Não conformidade crítica nas bombas de incêndio
A auditoria revelou desvio específico nos planos estabelecidos para testes, inspeções e manutenção das bombas de combate a incêndio instaladas na sonda. Essa irregularidade, por afetar diretamente a capacidade de resposta a emergências, foi enquadrada como não conformidade crítica, justificando o auto de infração imediato contra a Petrobras. Tal classificação reflete a rigidez regulatória aplicada pela ANP a operações em áreas sensíveis como a Margem Equatorial, onde riscos ambientais e operacionais demandam aderência absoluta a normas técnicas.
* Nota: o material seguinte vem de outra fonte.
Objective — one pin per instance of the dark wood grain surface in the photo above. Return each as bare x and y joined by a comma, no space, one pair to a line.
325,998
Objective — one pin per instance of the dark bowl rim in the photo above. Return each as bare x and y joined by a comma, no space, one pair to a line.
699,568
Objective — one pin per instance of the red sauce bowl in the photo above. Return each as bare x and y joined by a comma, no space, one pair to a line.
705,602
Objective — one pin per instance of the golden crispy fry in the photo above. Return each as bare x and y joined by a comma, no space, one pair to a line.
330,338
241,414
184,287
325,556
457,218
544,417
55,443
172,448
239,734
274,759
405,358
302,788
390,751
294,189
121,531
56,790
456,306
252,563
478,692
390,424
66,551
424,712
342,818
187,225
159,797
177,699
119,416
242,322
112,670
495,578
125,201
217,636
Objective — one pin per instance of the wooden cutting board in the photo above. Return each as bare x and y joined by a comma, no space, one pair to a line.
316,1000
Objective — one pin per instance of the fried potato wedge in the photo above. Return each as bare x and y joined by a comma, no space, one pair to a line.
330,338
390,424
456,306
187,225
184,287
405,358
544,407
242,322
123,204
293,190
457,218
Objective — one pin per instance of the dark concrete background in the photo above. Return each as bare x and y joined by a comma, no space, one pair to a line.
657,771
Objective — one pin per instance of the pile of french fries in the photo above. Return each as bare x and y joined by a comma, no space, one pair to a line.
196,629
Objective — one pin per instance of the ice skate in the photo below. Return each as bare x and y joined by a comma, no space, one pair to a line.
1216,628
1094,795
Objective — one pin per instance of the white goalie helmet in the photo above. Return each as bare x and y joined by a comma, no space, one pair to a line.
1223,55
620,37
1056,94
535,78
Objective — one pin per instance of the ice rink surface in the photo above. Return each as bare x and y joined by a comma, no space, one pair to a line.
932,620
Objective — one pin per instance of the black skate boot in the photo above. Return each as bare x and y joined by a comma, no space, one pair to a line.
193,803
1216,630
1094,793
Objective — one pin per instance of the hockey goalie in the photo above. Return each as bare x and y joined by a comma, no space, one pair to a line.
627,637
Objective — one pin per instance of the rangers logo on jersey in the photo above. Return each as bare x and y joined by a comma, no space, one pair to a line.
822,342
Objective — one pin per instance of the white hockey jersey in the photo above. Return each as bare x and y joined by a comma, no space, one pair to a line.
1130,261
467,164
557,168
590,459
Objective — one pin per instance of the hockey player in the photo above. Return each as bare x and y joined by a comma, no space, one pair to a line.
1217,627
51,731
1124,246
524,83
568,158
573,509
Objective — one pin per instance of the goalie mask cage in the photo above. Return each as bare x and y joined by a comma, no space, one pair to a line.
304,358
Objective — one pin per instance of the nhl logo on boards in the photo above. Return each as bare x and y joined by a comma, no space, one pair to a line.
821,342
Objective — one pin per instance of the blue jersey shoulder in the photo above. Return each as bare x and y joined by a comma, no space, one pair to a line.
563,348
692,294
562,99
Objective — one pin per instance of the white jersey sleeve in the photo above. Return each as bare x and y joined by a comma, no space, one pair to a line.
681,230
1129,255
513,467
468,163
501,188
Prazos para regularização das irregularidades
Além da falha principal, a fiscalização apontou outras não conformidades de menor gravidade. Para cada uma, a ANP estipulou prazos diferenciados de correção, variando de acordo com o nível de risco envolvido. A tabela a seguir resume os intervalos definidos:
| Nível de Gravidade | Prazo para Saneamento |
|---|---|
| Moderada | 30 dias |
| Crítica (exceto a principal, já autuada) | Até 90 dias |
Esses prazos obrigam a Petrobras a implementar ajustes documentados e comprovados, sob pena de sanções adicionais.
O que isso significa para o investidor
Para o investidor pessoa física exposto às ações da Petrobras, esse episódio reforça a volatilidade inerente ao segmento de exploração em fronteiras como a Margem Equatorial, onde aprovações regulatórias influenciam diretamente os cronogramas de produção. No cenário otimista, a defesa da companhia pode mitigar a multa integral, e os prazos curtos (30 a 90 dias) sinalizam capacidade de resposta rápida, preservando o fluxo de caixa em um ambiente de Selic elevada e Ibovespa sensível a notícias setoriais. Já no pessimista, acúmulo de autuações poderia elevar custos operacionais, pressionando margens em meio a oscilações no preço do Brent e câmbio volátil. Fatores como evolução do IPCA e decisões do Copom sobre juros também moldam o apetite por papéis de estatais petrolíferas, demandando monitoramento contínuo de balanços trimestrais.
Riscos
A autuação expõe vulnerabilidades operacionais que podem se materializar em:
- Multa financeira de até R$ 2 milhões, com potencial para escalada caso a defesa não prospere.
- Retardo em perfurações na bacia da Foz do Amazonas, região estratégica para reservas futuras, similar ao impacto da suspensão de quase um mês pelo vazamento de janeiro.
- Intensificação de fiscalizações pela ANP, elevando custos de compliance (conformidade regulatória) em todas as operações offshore.
- Reputação regulatória abalada, com risco de atrasos em licitações ou renovações de concessões na Margem Equatorial.
Esses elementos destacam a necessidade de diluição de exposição via diversificação em carteiras balanceadas pelo CDI.
Adiante, investidores devem acompanhar o desfecho da defesa da Petrobras junto à ANP, os relatórios de cumprimento dos prazos de 30 a 90 dias e eventuais atualizações sobre o reinício pleno das operações no poço Morpho. Qualquer evolução nesses itens pode influenciar a percepção de risco do ativo no curto prazo.